Do a test first to practise with the LogisticRegression class. I like to create instances of objects first tocheck their methods and docstrings and figure out how to access data.

Build a logistic regression model for the binary toxic column.
Use the features column (the tfidf values) as the input vectors, `X`, and the toxic column as output vector, `y`.

In [None]:
REG = 0.1

In [None]:
lr = LogisticRegression(featuresCol="features", labelCol='toxic', regParam=REG)

In [None]:
tfidf.show(5)

In [None]:
lrModel = lr.fit(tfidf.limit(5000))

In [None]:
res_train = lrModel.transform(tfidf)

In [None]:
res_train.select("id", "toxic", "probability", "prediction").show(20)

In [None]:
res_train.show(5)

#### Select the probability column
---
Create a user-defined function (udf) to select the second element in each row of the column vector

In [None]:
extract_prob = F.udf(lambda x: float(x[1]), T.FloatType())

In [None]:
(res_train.withColumn("proba", extract_prob("probability"))
 .select("proba", "prediction")
 .show())

### Create the results DataFrame
---
Convert the test text

In [None]:
test_tokens = tokenizer.transform(test)
test_tf = hashingTF.transform(test_tokens)
test_tfidf = idfModel.transform(test_tf)

Initialize the new DataFrame with the id column

In [None]:
test_res = test.select('id')
test_res.head()

Make predictions for each class

In [None]:
test_probs = []
for col in out_cols:
    print(col)
    lr = LogisticRegression(featuresCol="features", labelCol=col, regParam=REG)
    print("...fitting")
    lrModel = lr.fit(tfidf)
    print("...predicting")
    res = lrModel.transform(test_tfidf)
    print("...appending result")
    test_res = test_res.join(res.select('id', 'probability'), on="id")
    print("...extracting probability")
    test_res = test_res.withColumn(col, extract_prob('probability')).drop("probability")
    test_res.show(5)

In [None]:
test_res.show(5)

In [None]:
test_res.write.csv('./results/spark_lr.csv', mode='overwrite', header=True)

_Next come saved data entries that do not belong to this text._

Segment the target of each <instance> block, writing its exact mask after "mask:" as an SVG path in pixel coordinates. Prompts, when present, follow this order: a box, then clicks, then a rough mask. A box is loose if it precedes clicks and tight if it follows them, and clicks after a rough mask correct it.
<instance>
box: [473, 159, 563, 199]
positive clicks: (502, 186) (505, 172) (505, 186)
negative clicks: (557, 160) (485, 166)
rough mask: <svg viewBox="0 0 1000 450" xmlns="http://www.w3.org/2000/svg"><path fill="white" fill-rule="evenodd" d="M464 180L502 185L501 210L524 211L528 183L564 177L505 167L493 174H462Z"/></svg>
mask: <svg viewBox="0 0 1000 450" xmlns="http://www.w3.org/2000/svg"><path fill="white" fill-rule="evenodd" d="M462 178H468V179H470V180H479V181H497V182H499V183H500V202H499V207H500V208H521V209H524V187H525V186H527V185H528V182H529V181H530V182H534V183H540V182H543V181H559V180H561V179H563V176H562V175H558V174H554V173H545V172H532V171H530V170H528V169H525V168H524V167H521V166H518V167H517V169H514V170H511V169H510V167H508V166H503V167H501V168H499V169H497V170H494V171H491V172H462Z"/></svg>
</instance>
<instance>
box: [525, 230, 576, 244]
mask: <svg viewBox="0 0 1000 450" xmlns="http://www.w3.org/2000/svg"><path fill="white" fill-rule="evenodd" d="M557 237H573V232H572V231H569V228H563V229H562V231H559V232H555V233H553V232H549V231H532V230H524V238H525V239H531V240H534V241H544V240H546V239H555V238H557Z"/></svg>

The output is actually a directory and not a csv file. Within the directory there is one or more csv files, which together make up the entire csv results. I used the cat function to concatenate these csv files together.

In [None]:
!cat results/spark_lr.csv/part*.csv > spark_lr.csv

In [None]:
ls

This submission scores 0.8797 on the public leaderboard.